When it comes to the gladiators of ancient Rome, some of the last people you think of are women. However, entertaining audiences in the days of the Roman Republic and Roman Empire, females known as gladiatrices (gladiatrix in the singular) were armed fighters just like the men and would participate in violent contests to the death. Sometimes, they fought humans, while other times, they battled against animals , just like the men.
What Was the Larinum Decree?
In literary publications and findings from archeologists, the existence of gladiatrices has been proven , although they were quite rare. One of the most shining examples of the female gladiator is the Larinum decree. Under Tiberius (who served as the second Roman Emperor), he banned the daughters, granddaughters and great-granddaughters of senators from training or making paid appearances as gladiators. This degrees also includes the women “whose husband or father or grandfather, whether paternal or maternal or brother had ever possessed the right of sitting in the seats reserved for the equites.”
Archeologists have used the Larinum to argue that women had already been participating in gladiator contests. It is said that the first recorded or acknowledge appearance of a woman at a gladiator contest was under the leadership of Nero. At the games organized for Tiridates I of Armenia, it was written that a female was an attraction at the games who fought in a Celtic-style chariot.
Emperor Domitian’s Role in Female Fighters
In The Twelve Caesars, Suetonius mentions that the Emperor Domitian has a habit of staging fights between dwarves and women that took place by the light of torches. Bare-chested and oftentimes without helmets, the fighters were clash. Since a female gladiator was a rare sight to see, their contests would occur at the important time slot for fights , at night.
Helmets were commonplace for warriors, but in the case of the female gladiators , this was not the case. One theory is that people watching the contests would most likely want to see the faces of the woman fighting.
Another piece of evidence that points to female gladiators was written by Dio Cassius , a Roman consul and respected historian, who wrote endless volume on the history of Rome. He stated that women and children found at gladiatorial spectacles when Nero was a sponsor in 66 AD. Nero had a reputation for forcing the wives of some Roman senators into the amphitheaters, but it is not known if they were made to fight.

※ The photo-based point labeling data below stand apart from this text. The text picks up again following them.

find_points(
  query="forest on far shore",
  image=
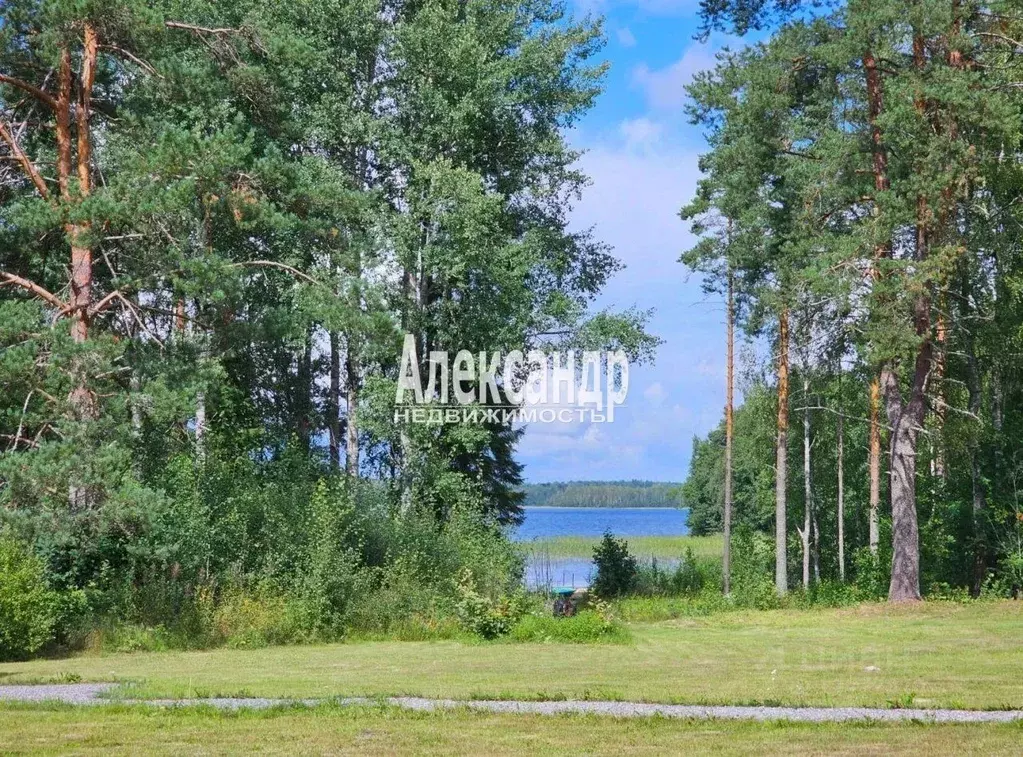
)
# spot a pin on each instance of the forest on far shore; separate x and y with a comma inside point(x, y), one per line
point(603, 494)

The Importance of Halicarnassus
If you take a look at a marble relief from Halicarnassus that dates back to the 1st or 2nd century, women are depicted as fighting in heavy armor. An inscription that accompanies the image mentions that the names of the women were Amazon and Achillia. The words go on to mention that they both received an honorable discharge. In the arena, the two women fought one another, but they were still both called a winner.